Outro ponto importante, que se tornou essencial para a humanização da medicina e a melhora dos atendimentos, foi a reformulação do que é saúde para a Organização Mundial de Saúde. Atualmente, existe uma característica bio-psico-social da medicina, que nada mais é que não atender uma doença, mas atender um paciente que tem aquela doença e, dentro desse processo, englobar tudo que tem relação com ele: a família, o modo de vida, a habitação, as condições, porque tudo isso interfere na doença, no tratamento e na recuperação.
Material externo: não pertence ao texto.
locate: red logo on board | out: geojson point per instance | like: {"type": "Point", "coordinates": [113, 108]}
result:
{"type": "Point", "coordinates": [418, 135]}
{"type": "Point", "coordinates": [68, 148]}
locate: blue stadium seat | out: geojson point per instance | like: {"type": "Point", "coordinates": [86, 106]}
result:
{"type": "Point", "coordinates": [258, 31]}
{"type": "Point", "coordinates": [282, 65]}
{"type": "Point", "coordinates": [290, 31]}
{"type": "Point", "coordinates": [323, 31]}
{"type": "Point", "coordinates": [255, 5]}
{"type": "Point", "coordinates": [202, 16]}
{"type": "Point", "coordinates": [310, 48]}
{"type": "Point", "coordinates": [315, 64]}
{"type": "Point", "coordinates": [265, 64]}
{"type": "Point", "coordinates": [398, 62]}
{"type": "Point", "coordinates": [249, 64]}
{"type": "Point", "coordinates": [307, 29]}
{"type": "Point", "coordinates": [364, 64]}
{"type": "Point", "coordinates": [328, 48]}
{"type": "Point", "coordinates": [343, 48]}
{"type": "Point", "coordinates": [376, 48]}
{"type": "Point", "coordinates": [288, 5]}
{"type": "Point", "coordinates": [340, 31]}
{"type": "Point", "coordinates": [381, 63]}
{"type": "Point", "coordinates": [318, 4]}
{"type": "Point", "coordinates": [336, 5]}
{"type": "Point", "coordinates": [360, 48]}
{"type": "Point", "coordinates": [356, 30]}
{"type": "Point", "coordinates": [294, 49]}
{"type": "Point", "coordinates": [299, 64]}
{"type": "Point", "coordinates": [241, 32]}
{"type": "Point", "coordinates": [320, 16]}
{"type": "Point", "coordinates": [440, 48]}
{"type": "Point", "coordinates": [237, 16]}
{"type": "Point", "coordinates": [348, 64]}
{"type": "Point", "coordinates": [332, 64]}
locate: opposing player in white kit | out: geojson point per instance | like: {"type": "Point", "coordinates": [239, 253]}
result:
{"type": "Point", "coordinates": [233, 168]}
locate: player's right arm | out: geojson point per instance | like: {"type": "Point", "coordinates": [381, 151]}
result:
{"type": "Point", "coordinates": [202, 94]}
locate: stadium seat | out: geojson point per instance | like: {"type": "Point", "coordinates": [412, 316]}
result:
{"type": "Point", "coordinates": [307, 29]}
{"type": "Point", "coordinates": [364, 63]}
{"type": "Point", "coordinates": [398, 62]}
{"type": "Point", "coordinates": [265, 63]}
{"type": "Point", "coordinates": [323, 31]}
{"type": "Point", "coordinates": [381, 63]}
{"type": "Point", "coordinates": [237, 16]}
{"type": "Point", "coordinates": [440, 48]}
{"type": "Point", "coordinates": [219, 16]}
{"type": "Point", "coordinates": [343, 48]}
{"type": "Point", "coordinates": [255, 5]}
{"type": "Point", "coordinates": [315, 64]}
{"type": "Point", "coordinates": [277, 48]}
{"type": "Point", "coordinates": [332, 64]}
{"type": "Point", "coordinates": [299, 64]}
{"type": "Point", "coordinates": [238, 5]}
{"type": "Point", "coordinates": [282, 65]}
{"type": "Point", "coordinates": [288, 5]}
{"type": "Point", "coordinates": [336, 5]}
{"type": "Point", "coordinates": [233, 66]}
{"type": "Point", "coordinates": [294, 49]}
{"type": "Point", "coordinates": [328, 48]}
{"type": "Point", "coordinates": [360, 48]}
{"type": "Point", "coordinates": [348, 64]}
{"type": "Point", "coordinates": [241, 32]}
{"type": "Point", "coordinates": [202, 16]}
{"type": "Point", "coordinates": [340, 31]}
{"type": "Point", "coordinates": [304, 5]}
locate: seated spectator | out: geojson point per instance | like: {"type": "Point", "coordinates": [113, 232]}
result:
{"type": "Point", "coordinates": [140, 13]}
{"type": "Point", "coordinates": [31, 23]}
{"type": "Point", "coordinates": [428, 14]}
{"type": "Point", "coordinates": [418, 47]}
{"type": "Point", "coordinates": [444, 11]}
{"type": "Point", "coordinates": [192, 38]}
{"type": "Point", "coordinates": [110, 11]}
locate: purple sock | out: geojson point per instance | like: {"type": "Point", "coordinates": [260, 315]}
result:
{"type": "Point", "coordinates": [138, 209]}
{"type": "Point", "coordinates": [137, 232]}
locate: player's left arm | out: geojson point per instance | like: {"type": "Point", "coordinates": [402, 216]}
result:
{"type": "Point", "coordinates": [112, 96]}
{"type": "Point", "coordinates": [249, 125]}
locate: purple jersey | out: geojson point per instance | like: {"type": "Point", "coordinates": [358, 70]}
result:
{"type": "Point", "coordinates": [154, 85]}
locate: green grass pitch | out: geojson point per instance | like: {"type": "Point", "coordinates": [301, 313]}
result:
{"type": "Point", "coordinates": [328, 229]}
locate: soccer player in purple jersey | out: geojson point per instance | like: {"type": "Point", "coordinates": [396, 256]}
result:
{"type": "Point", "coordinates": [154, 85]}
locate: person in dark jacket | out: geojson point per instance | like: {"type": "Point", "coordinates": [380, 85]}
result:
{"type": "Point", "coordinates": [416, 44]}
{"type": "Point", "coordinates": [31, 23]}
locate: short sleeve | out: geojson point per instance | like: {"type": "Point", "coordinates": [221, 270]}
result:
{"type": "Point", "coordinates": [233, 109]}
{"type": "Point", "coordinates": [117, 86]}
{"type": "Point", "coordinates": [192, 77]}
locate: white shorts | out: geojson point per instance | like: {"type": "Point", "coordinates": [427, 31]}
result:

Uma mudança a se pensar para a medicina do futuro está nas novas tecnologias. O estudante de medicina João Felipe Júdice acredita que a telemedicina é uma tendência que só tem a crescer e que é possível sim, ter uma consulta com seu médico, a distância, de uma forma humana. “A gente tem muita coisa que é bem arcaica e que está mudando e acho que essas tecnologias vêm como uma ferramenta para aproximar o médico e o paciente. O diferencial não é o que você está usando, porque é só a ferramenta, mas como você está usando”, comentou.
A medicina está tendendo para um lado muito mais humano, e mais tecnológico e digital ao mesmo tempo. Ainda há muito chão pela frente, mas já podemos ver, pelos profissionais que estamos formando, que há uma grande chance de dar certo. “O que o médico vai precisar fazer é saber se comunicar bem. Já precisa, mas acho que é necessário melhorar bastante, aí nas próximas gerações vai ficando melhor. E para o pessoal que já está [no mercado] é a promoção de informação, de saber como é, o que é, de saber
como funciona e capacitação para saber como é que o profissional pode ser mais humano”, finalizou João.